Solar Thermal Heating Systems
Advanced evacuated tube solar collectors, where the absorber is treated with a selective Tinox coating to maximise the solar energy absorbed and minimise heat loss through radiation, are used in novel applications. These solar collectors could form a component of roofing and facade structure but can also be developed for heating hot water and as a heat source for heat recovery or solar powered ejector cooling.
The European Commission publication “Overview of support activities and projects of the European Union on energy efficiency and renewable energy in the heating & cooling sector” provides an overview of the EU-funded projects in the area of heating and cooling, including projects that have supported the market uptake of sustainable heating and cooling technologies including solar thermal, bio-energy, shallow and deep geothermal as well as combined heat and power and district energy systems.
Gas absorption Heat Pumps
This type of system takes advantage of freely available energy from the air or ground and brings it to a higher or lower temperature for building heating or cooling. Gas absorption heat pumps combine condensing boiler technology with a zeolite/water-based thermal heat pump module.

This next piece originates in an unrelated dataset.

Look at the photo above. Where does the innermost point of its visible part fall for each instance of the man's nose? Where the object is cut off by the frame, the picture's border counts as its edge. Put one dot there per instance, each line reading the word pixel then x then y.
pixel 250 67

The HEAT4U FP7 funded project designed residential absorption heat pumps driven by natural gas to produce heat and domestic hot water cost-effectively.
Figure 2: Implementation of Gas Absorption Heat Pump (GAHP) [Source: Gas Absorption Heat Pump solution for existing residential buildings (HEAT4U) project - Description of the Project, 2011]
Viable deep energy renovation projects in buildings require, among others, the removal of regulatory, social and economic barriers, and easy access to technological innovations and skilled professionals. With the proposed amendments of the two relevant EU directives, the European Commission is tackling regulatory, social and economic barriers by addressing energy poverty and the mobilisation of smart financing for building renovation and, in particular, for strengthening the links between public funding for building renovation and energy performance certificates. The expansion of funding available to invest in research and development of innovative energy efficient materials and systems through the Horizon 2020 Work Programme 2018-2020 will ensure that these are fully exploited, to make their application in energy retrofit plausible and cost-effective. In parallel, with the European BUILD UP Skills initiative, training of professionals in the proper application of innovative technologies during renovations is established at European level.